Golongan Karya (Golkar) yang ikut pada Pemilu 1971 belum menyatakan diri sebagai partai, tetapi orsospol karya dan kekaryaan. Pemilu 1971 menjadi yang terakhir era multipartai. Presiden Soeharto memaksa partai yang mengikuti pemilu sebelumnya untuk berfusi, melebur. Pada masa berikutnya hanya ada tiga peserta pemilu, yakni Partai Persatuan Pembangunan (PPP) sebagai hasil fusi partai berbasiskan keislaman, Golkar, dan Partai Demokrasi Indonesia (PDI) yang adalah hasil peleburan partai berasaskan nonkeislaman. Golkar selalu memenangi lima pemilu, sejak 1977, pada era Orba.
Filsuf Yunani, Aristoteles (384-322 SM), menyebutkan, manusia adalah political animal, binatang yang berpolitik. Berpolitik sebagai upaya meraih kekuasaan untuk kesejahteraan diri dan orang lain. Kesejahteraan rakyat. Manusia dengan kepentingannya, untuk meraih kekuasaan, berhimpun dalam parpol. Demokrasi memerlukan partai.
Gerakan Reformasi tahun 1998 melahirkan kembali era multipartai di negeri ini. Pemilu 1999, yang saat itu hanya memilih anggota DPR dan DPRD, diikuti oleh 48 partai. Minat warga membentuk partai sangatlah tinggi, tetapi peserta pemilu pada era Reformasi cenderung menurun sebab tak banyak yang lolos seleksi.
Sejak Pemilu 2009 diterapkan aturan ambang batas perolehan suara (parliamentary threshold) agar fungsi partai di lembaga legislatif efektif. Jumlah partai yang bisa menempatkan wakilnya di DPR atau DPRD cenderung menurun karena ambang batas itu juga cenderung dinaikkan.

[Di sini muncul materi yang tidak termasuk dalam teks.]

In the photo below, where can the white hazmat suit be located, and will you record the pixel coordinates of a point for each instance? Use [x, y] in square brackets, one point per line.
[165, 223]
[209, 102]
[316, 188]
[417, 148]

Ilmuwan politik asal Amerika Serikat, Harold Laswell (1902-1978), memaknai politik sebagai siapa mendapatkan apa dan bagaimana mendapatkannya. Prinsip, nilai, moral, dan etika bukan variabel yang dipertimbangkan untuk meraih kekuasaan.
Biasa berbeda
Pasal 1 UU Parpol yang kini berlaku menyebutkan, partai adalah organisasi yang bersifat nasional dan dibentuk oleh sekelompok warga secara sukarela atas dasar kesamaan kehendak dan cita-cita untuk memperjuangkan dan membela kepentingan politik anggota, masyarakat, bangsa dan negara, serta memelihara keutuhan Negara Kesatuan Republik Indonesia (NKRI).
Ilmuwan politik asal Amerika Serikat, Harold Laswell (1902-1978), memaknai politik sebagai siapa mendapatkan apa dan bagaimana mendapatkannya. Prinsip, nilai, moral, dan etika bukan variabel yang dipertimbangkan untuk meraih kekuasaan. Mantan Perdana Menteri Inggris Henry John Temple Palmerston (1784-1865) mengingatkan, dalam politik tiada teman atau musuh abadi. Kepentinganlah yang abadi.
Sastrawan AS Ray D Bradbury, yang tak suka politik, secara sinis mengatakan, seseseorang yang masuk partai akan berhenti berfikir karena dia dikuasai oleh parpol. Hal ini sejalan dengan kritik dari sastrawan asal Inggris, Alexander Pope (1688-1744), yang mengatakan, ”Party is the madness of many for the gain of a few.” (Parpol itu kegilaan sejumlah orang untuk kepentingan segelintir orang).
Sebagai kumpulan manusia yang memiliki pemikiran dan kepentingan masing-masing, apalagi dalam kerangka demokrasi memiliki kedudukan yang setara, potensi konflik dalam partai amatlah tinggi. Sejarah kepartaian di Indonesia menggambarkan terjadinya konflik yang berulang kali. Tahun 1965, misalnya, Partai Nasional Indonesia (PNI) pun pecah menjadi dua kepemimpinan, yaitu PNI yang dipimpin Ali Sastroamidjojo serta PNI yang dipimpin Oesep Soerachman dan Osa Maliki. Tahun 1929, PNI yang didirikan Soekarno pada 1926 juga pernah pecah menjadi Partai Indonesia (Partindo) dan Pendidikan Nasional Indonesia (PNI) baru. Konflik dan perpecahan partai berlangsung hingga hari ini di Indonesia.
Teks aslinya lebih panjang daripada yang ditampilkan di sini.